In two pilot projects, Prime iScreen (Zhijian) required approximately 5 days for screening setup and about 2 hours for on-site screening, reducing subject recruitment time by 50%; Prime iCRC (Zhihui) reduced daily working hours by one-third and lowered costs by 30%–34%; Prime iCRA (Zhixin) cut routine working hours by more than half and reduced costs by 49%–58%; the average cost savings across the two projects reached 50%.
In terms of corporate collaboration, PuRui has also launched comprehensive pilot projects across various domains, continuously advancing its commercialization process. Currently, PuRui is at the forefront in China in the application and collaboration of its E2E platform, and will continue to lead the upgrade of clinical research in China toward a new digital, automated, and intelligent model.
Map of Key Clients and Business Partners
China has become a major force in new drug research and is one of the most promising biopharmaceutical markets globally.
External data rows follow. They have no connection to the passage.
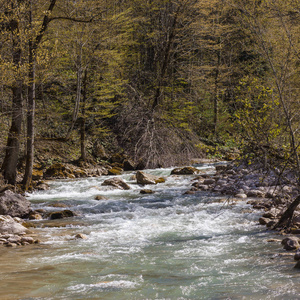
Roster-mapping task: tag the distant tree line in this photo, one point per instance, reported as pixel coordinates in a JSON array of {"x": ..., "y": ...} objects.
[{"x": 160, "y": 77}]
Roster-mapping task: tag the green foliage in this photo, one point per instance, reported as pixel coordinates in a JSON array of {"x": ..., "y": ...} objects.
[{"x": 255, "y": 115}]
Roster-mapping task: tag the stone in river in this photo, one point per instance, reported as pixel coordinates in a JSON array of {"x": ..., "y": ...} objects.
[
  {"x": 146, "y": 191},
  {"x": 116, "y": 182},
  {"x": 143, "y": 178},
  {"x": 61, "y": 214},
  {"x": 241, "y": 196},
  {"x": 290, "y": 243},
  {"x": 13, "y": 204},
  {"x": 185, "y": 171}
]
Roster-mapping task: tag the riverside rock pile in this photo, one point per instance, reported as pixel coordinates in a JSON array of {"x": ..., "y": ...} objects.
[
  {"x": 13, "y": 233},
  {"x": 263, "y": 191}
]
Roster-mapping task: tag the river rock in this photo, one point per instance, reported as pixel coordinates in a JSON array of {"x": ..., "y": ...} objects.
[
  {"x": 58, "y": 170},
  {"x": 264, "y": 221},
  {"x": 13, "y": 204},
  {"x": 255, "y": 193},
  {"x": 241, "y": 196},
  {"x": 115, "y": 171},
  {"x": 128, "y": 165},
  {"x": 80, "y": 236},
  {"x": 35, "y": 216},
  {"x": 290, "y": 243},
  {"x": 37, "y": 174},
  {"x": 185, "y": 171},
  {"x": 100, "y": 197},
  {"x": 143, "y": 178},
  {"x": 209, "y": 181},
  {"x": 10, "y": 226},
  {"x": 116, "y": 182},
  {"x": 220, "y": 168},
  {"x": 27, "y": 239},
  {"x": 61, "y": 214},
  {"x": 42, "y": 187},
  {"x": 146, "y": 191},
  {"x": 272, "y": 213}
]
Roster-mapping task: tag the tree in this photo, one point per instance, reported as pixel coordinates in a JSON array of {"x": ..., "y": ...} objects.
[{"x": 12, "y": 32}]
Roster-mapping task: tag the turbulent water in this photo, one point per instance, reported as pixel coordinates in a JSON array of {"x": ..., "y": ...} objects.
[{"x": 160, "y": 246}]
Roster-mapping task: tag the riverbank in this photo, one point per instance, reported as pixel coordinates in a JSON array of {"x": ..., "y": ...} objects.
[
  {"x": 167, "y": 244},
  {"x": 264, "y": 191},
  {"x": 235, "y": 182}
]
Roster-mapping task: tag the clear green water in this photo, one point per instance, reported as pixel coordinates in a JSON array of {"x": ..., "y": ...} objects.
[{"x": 161, "y": 246}]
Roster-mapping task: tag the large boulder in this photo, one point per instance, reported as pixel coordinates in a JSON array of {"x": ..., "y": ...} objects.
[
  {"x": 62, "y": 214},
  {"x": 58, "y": 170},
  {"x": 143, "y": 178},
  {"x": 115, "y": 171},
  {"x": 185, "y": 171},
  {"x": 290, "y": 243},
  {"x": 116, "y": 182},
  {"x": 14, "y": 204},
  {"x": 9, "y": 225}
]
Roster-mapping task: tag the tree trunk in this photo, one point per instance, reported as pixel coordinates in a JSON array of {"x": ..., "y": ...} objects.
[
  {"x": 10, "y": 162},
  {"x": 78, "y": 95},
  {"x": 9, "y": 165},
  {"x": 287, "y": 216},
  {"x": 83, "y": 119},
  {"x": 30, "y": 118}
]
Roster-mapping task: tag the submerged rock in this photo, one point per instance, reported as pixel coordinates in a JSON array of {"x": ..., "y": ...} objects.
[
  {"x": 61, "y": 214},
  {"x": 9, "y": 225},
  {"x": 146, "y": 191},
  {"x": 13, "y": 204},
  {"x": 80, "y": 236},
  {"x": 115, "y": 171},
  {"x": 116, "y": 182},
  {"x": 100, "y": 197},
  {"x": 143, "y": 178},
  {"x": 290, "y": 243},
  {"x": 185, "y": 171}
]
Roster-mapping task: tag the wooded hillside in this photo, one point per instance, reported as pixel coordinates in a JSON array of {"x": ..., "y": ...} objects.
[{"x": 158, "y": 80}]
In the future, as AI technology penetrates deeper and faster into various segments of the new drug development value chain, decentralized clinical trials will emerge as a key trend. The application of End-to-End (E2E) technologies will become increasingly widespread, unlocking limitless possibilities for new drug discovery and development.
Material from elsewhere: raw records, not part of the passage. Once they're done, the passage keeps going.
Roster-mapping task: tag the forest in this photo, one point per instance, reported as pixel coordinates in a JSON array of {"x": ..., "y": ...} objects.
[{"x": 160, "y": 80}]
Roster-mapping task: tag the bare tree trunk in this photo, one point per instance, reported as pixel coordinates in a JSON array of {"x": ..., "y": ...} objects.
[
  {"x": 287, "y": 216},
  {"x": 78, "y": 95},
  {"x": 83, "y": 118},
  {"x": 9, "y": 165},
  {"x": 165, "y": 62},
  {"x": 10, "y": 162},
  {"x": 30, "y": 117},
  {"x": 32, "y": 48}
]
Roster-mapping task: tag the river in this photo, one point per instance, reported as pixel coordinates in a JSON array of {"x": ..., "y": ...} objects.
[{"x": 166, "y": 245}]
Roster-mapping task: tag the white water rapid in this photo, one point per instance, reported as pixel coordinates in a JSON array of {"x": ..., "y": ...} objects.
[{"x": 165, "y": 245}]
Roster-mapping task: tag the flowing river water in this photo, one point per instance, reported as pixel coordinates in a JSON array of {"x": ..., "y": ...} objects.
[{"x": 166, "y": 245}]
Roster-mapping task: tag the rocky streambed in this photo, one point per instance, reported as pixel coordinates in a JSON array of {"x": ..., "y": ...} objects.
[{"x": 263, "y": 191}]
As a pioneer in promoting and applying the E2E model in China, PreciseDx possesses unique advantages.As an increasing number of Chinese pharmaceutical companies transition towards the research and development of innovative drugs and expand their overseas market presence, enhancing the international competitiveness of Chinese pharmaceutical enterprises has become a core priority. On one hand, the deep strategic partnership between PuRui and IQVIA has laid a solid foundation of industrial resources and technological advantages for promoting the E2E (End-to-End) model in China. More importantly, PuRui’s E2E system provides strong endorsement for the data integrity and regulatory compliance of clinical trials in China. This not only enables faster clinical trial execution and improved cost-effectiveness but also facilitates better integration into the global clinical research collaboration network and innovation ecosystem.
In this process, the digital and intelligent transformation of clinical research must also keep pace with policy and technological developments. This includes further clarifying regulatory policies, establishing standards for end-to-end application, and continuously optimizing artificial intelligence (AI) and large language model (LLM) algorithms, to ensure that the digital and intelligent transformation of clinical trials not only complies with regulatory requirements but also fully leverages technological advantages to drive innovation and enhance efficiency in new drug development.
Looking ahead, we anticipate more companies like Precise Medicine will continue to break down the barriers between new technologies such as AI and clinical research, leading a highly efficient, scientific, and reliable end-to-end (E2E) China model that brings infinite possibilities to new drug development.